Passing

Pass Receiver Selection

Before learning pass types, you need to understand how the game selects your target. In GOALS, passing is based on two inputs:

Direction (aim) + Charge (power)

How it works

When you're aiming a pass, the game identifies all teammates in that direction, and your power bar does the rest. A low charge picks out the closest teammate, while a high charge zips the ball to a player further away.

Key concept

Charge is not just about power, it’s about intent.

Example

If you have two teammates ahead, just tap pass to find the closer player or hold it down to pick out the one further away

If there’s only one teammate in that direction, even a light tap will find them. No need to worry about overcharging to reach them at a distance.

This keeps passing:
- Fast
- Responsive
- Easy to execute under pressure

Why GOALS uses this system

We’ve designed passing to be fast-paced, reliable, and predictable for everyone on the pitch. Receivers lock onto the ball instantly so you always know exactly who you're targeting, which also means defenders can realistically read the play and react.

The result is smooth gameplay without the guesswork or miscommunication that often comes with manual aiming or charging. We want the focus to be on your vision and execution, not on fighting the controls.

Why GOALS doesn’t opt for
manual charge and/or aim

GOALS aims to be a fast paced game. Enabling manual charge/aim would work against that.

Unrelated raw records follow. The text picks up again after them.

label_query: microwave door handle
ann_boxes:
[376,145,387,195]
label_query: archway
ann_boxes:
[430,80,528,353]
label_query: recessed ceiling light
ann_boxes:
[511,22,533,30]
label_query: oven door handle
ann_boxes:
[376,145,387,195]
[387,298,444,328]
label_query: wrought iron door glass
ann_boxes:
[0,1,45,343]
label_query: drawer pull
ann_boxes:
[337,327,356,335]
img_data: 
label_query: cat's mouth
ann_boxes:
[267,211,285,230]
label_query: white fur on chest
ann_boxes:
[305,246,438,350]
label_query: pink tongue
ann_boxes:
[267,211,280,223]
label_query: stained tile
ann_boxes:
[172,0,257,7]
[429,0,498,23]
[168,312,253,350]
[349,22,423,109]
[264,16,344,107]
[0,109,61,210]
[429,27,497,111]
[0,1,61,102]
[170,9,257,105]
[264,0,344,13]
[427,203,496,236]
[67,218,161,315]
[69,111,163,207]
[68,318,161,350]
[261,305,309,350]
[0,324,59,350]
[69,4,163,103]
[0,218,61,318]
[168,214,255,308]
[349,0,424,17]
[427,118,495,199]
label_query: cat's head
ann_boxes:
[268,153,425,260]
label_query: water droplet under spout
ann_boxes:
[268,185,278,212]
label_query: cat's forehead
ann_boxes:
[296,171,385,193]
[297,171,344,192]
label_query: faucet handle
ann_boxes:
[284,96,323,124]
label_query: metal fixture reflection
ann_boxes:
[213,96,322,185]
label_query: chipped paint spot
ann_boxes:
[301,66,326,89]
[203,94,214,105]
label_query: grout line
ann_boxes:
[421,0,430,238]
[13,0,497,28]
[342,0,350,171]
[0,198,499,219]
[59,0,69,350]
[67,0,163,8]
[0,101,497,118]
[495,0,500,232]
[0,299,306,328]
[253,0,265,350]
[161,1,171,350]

For example, if you wanted to pass to someone far from you with more of a manual approach, we would slow users down by forcing them to charge more. In this system, a simple tap can work under the right circumstances.

In GOALS, pass receivers lock-on to the ball instantaneously. You are guaranteed to have complete understanding between passer/receiver. This is an already massive advantage for the offensive user as there will never be a case where your intended receiver has a misunderstanding with you as a passer and isn’t able to make an effort towards the ball. Even though misunderstandings can occur frequently on a real football pitch, a football video games' restriction of being able to select only one player at once calls for different rules.

Building on the previous point, this is also why adding manual aim wouldn’t make sense. For example, imagine the offensive user is looking to play a through pass to their team mate running diagonally and up. If the user was able to manually play that through pass to force a complete change in the runners direction (so diagonally down), our instantaneous lock-on would actually allow for it to work. This becomes an overwhelming disadvantage for the defensive user. Defenders are forced to track passes with only the enemy runner's direction as a hint to go by. Adding complete manual aim in combination with a guarantee of instant lock-on would make tracking runs futile.

Manual aim complicates who the desired locked-on receiver is going to be. In the same scenario just mentioned, passing away from where the runner was going to be increases the likelihood of aiming more towards a completely different team mate. As good as it sounds in theory to be able to play a pass in any spot on the field, complete freedom means that users may often aim thinking they had a certain pass in mind, but was actually played closer to a completely different team mate. Replicating user intent with manual aim becomes a complex challenge that with current underlying systems would give an overwhelming advantage to the offensive user.